We are confident that our legal services have enhanced the social fabric of the city by expanding the capacity of essential social services groups, homeless shelters, immigration providers, early education programs and other community-based organizations to provide direct services to the communities in which they operate, increasing the critical impact and scale of these organizations. 

 As one attendee of the Legal Health Check-Up noted, “Thank you for organizing this amazing opportunity for us. Having this level of support on a pro bono basis is truly a game-changer for our organization and allows us to focus on the ‘real work’ with peace of mind that our legal needs are covered and that we are in compliance with all relevant law.” Our AI toolkit and training will also serve as a resource as community-based nonprofits adapt to technological change affecting them and the communities they serve. 

Why do you think your team ultimately achieved successful results in these two matters?

Migrant housing matter: There can be no doubt that our emergency response work achieved meaningful results: The Right to Shelter remains intact, helping keep people off the streets, including protections for new arrivals. We were able to achieve that success due to our deep understanding and decades-long engagement with this issue and our strong relationships with other key players, including the Coalition for the Homeless and the Legal Aid Society.

Our partnership with the city has resulted in the filing of over 58,000 asylum, work permit, and temporary protected status applications over a single year, which has opened employment opportunities to the newest New Yorkers. The success of this program is the result of our firm leadership’s commitment to civic engagement and understanding that the private bar has the responsibility, the resources, and the talent to tackle our community’s greatest challenges. 

We led by example, diving into an untested program and asking our peer firms, our clients, and others to join. They did, and the results are changing for the better both the lives of recent arrivals and the condition of the city.

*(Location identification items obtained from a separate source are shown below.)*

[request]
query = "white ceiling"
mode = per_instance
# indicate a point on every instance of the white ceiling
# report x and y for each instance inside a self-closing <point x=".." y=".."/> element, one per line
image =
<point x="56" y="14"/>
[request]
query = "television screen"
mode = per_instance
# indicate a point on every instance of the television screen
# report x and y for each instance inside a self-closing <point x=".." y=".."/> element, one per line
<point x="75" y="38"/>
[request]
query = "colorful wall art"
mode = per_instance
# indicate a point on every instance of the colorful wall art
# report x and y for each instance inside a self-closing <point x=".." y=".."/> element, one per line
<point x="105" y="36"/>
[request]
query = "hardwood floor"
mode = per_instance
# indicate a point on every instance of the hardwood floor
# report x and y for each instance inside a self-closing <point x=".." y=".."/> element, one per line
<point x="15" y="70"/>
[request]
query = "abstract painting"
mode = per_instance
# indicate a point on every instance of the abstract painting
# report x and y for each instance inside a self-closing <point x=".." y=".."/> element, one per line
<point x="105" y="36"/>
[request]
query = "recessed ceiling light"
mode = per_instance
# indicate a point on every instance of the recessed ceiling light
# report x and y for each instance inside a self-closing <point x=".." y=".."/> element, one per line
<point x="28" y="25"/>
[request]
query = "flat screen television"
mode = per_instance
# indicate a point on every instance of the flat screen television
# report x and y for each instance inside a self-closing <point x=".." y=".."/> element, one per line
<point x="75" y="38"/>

Through creative lawyering and skilled advocacy, our lawsuit against the bus companies participating in the Texas governor’s busing scheme to shift costs from Texas to New York to force a change in national immigration policy has resulted in a reduction of those reckless transports. We used a long-forgotten state law to meet the moment and achieve a result to benefit the city overall and protect new arrivals from being used as Texas Gov. Greg Abbott’s political pawns.

Robin Hood Initiative: Our Robin Hood initiative has also achieved substantial success by strengthening community-based organizations that provide food, shelter, housing, job training, education and other critical services that are necessary for stable communities. Providing these organizations with legal support for their operations, contracts, data privacy policies and governance enables them to maximize their impact and effectiveness—and thereby promote the well-being of often overlooked communities. 

These representations are successful because, unlike many transactional pro bono initiatives, our lawyers engaged in sustained and holistic counseling. We identified the nonprofits and for-profits that were closest to the community, found out what legal and operational support they needed, and delivered high quality legal services to meet that need and further their capacity.

Responses provided by Steven Banks, special counsel for the Paul, Weiss pro bono program, in consultation with firm Chair Brad Karp, Litigation Partner Michele Hirshman, and Transactional Partner Ray Russo, who oversees the Robin Hood Initiative.